The king holding the scepter had a summer residence not far from Damascus in a place known as Eden. This is the “Beth-eden” in Amos 1:5. This is not the Eden of Gen. 2:8 yet no doubt it was named for the original paradise. Eden means “pleasure, delight, luxury.” Beth-eden was the Syrian’ king’s luxurious summer residence.
The Syrian king pretended to be in Eden, as if he could get past the cherubim guarding the way to the Tree of Life (Gen. 3:24).
This irony was not lost on Amos. Just as Adam and Eve were exiled from Eden and were prevented from returning to the Garden by the flaming sword of the cherubim, so also will the people of Vanity Valley be cut off and be sent into exile to Kir.
The precise location of Kir is unknown at the present time, but we know that eventually, the Assyrians took Damascus and exiled the people to Kir. 2 Kings 16:9 tells us,
9 … and the king of Assyria went up against Damascus and captured it, and carried the people of it away into exile to Kir, and put Rezin [the king] to death.
In fact, Amos 9:7 seems to say that the Syrians (or Arameans) had come originally from Kir.
7 … Have I not brought up Israel from the land of Egypt, and the Philistines from Caphtor, and the Arameans from Kir?
If we may identify the original Arameans with Terah and Haran, then perhaps Kir is really Ur in the land of the Chaldees south of Babylon.
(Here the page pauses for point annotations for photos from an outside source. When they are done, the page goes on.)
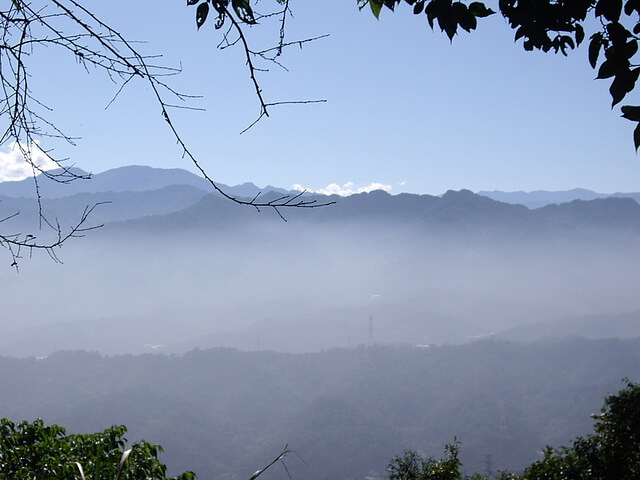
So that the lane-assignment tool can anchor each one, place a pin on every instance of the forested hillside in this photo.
(222, 413)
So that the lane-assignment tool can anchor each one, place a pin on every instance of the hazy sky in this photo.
(405, 108)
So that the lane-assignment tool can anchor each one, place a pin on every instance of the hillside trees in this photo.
(612, 451)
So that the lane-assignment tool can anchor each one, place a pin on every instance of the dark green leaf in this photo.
(579, 34)
(201, 14)
(376, 6)
(607, 69)
(609, 9)
(631, 112)
(632, 5)
(479, 9)
(244, 11)
(594, 49)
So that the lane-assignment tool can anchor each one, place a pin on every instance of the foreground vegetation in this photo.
(222, 413)
(34, 451)
(612, 451)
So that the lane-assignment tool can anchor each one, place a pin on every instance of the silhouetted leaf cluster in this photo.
(554, 25)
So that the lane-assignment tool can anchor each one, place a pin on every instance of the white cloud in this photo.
(13, 167)
(346, 189)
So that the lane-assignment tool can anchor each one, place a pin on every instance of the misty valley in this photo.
(350, 332)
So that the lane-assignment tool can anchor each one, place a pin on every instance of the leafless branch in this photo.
(17, 243)
(26, 26)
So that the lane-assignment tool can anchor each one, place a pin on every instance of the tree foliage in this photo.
(558, 26)
(611, 452)
(35, 451)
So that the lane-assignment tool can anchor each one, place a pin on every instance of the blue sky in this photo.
(405, 108)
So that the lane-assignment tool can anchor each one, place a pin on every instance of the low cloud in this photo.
(13, 166)
(346, 189)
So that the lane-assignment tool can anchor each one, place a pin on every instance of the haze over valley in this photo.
(379, 323)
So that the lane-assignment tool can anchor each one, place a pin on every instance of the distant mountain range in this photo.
(155, 198)
(540, 198)
(136, 178)
(133, 178)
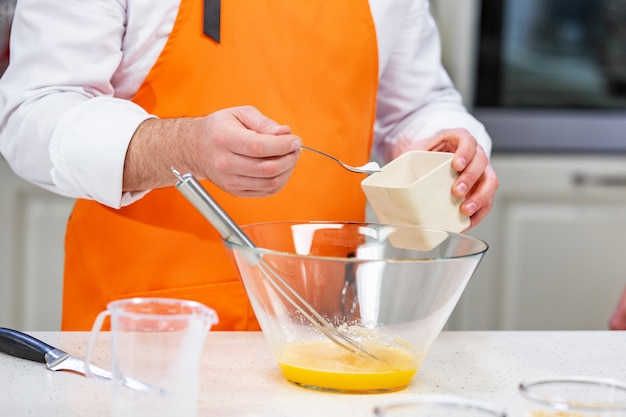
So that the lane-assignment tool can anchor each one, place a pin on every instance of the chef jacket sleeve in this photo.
(416, 96)
(60, 125)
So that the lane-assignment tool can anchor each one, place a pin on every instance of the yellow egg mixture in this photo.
(325, 365)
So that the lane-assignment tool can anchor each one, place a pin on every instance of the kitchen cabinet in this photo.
(32, 229)
(557, 256)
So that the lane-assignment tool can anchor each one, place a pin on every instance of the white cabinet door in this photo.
(557, 257)
(32, 225)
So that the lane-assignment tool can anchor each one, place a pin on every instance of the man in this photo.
(101, 98)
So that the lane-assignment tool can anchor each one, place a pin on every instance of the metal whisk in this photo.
(229, 231)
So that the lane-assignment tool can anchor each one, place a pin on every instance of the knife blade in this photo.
(22, 345)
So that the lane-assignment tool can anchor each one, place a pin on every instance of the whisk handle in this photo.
(197, 195)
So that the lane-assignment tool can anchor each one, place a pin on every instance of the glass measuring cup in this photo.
(155, 342)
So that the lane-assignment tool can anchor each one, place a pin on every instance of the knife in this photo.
(22, 345)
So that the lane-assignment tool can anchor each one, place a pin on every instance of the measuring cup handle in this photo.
(95, 330)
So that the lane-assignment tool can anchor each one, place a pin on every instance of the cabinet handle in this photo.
(582, 179)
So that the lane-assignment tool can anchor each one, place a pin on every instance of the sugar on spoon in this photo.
(369, 168)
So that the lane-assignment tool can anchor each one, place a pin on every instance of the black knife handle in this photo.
(23, 346)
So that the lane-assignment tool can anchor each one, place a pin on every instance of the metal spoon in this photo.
(369, 168)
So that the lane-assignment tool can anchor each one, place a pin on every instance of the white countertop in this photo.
(240, 378)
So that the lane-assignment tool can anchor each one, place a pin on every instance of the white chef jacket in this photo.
(66, 118)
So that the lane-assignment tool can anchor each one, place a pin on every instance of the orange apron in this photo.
(309, 64)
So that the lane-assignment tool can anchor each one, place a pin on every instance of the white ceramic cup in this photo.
(416, 189)
(155, 353)
(574, 396)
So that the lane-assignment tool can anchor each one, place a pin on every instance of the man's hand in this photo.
(239, 149)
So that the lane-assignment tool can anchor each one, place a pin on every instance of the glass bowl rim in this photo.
(263, 251)
(441, 400)
(561, 404)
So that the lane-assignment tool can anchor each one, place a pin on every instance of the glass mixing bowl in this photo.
(390, 289)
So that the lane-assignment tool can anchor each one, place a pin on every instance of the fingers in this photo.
(479, 200)
(246, 153)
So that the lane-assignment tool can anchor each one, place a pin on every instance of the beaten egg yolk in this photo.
(327, 366)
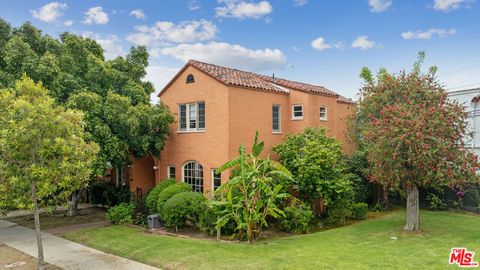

Ur is called Urumma, Urima, or Uru in the inscriptions. It is far to the south of Babylon along the lower Euphrates River.
The Syrian city of Edessa, which I mentioned earlier, was the Greek name for Urfa, or Oorfa, before the Greeks renamed it. It seems feasible that when Terah and Haran moved from Ur in Chaldea, they eventually founded a city named Urfa (New Ur?), as men have often done in history.
Knowing this history, the Assyrians repatriated the people of Damascus to Kir, the southern city of Ur, from whence Terah, Haran, and Abram had immigrated many centuries earlier.
If so, we might derive from this the lesson that those who had followed the command of God in a partial manner (Terah and Haran) ended up returning to their place of origin. The same lesson can be seen in the story of the exodus, for many Israelites complained and wanted to return to Egypt. Only those who truly had a heart for God and who endured to the end would enjoy the blessing of God.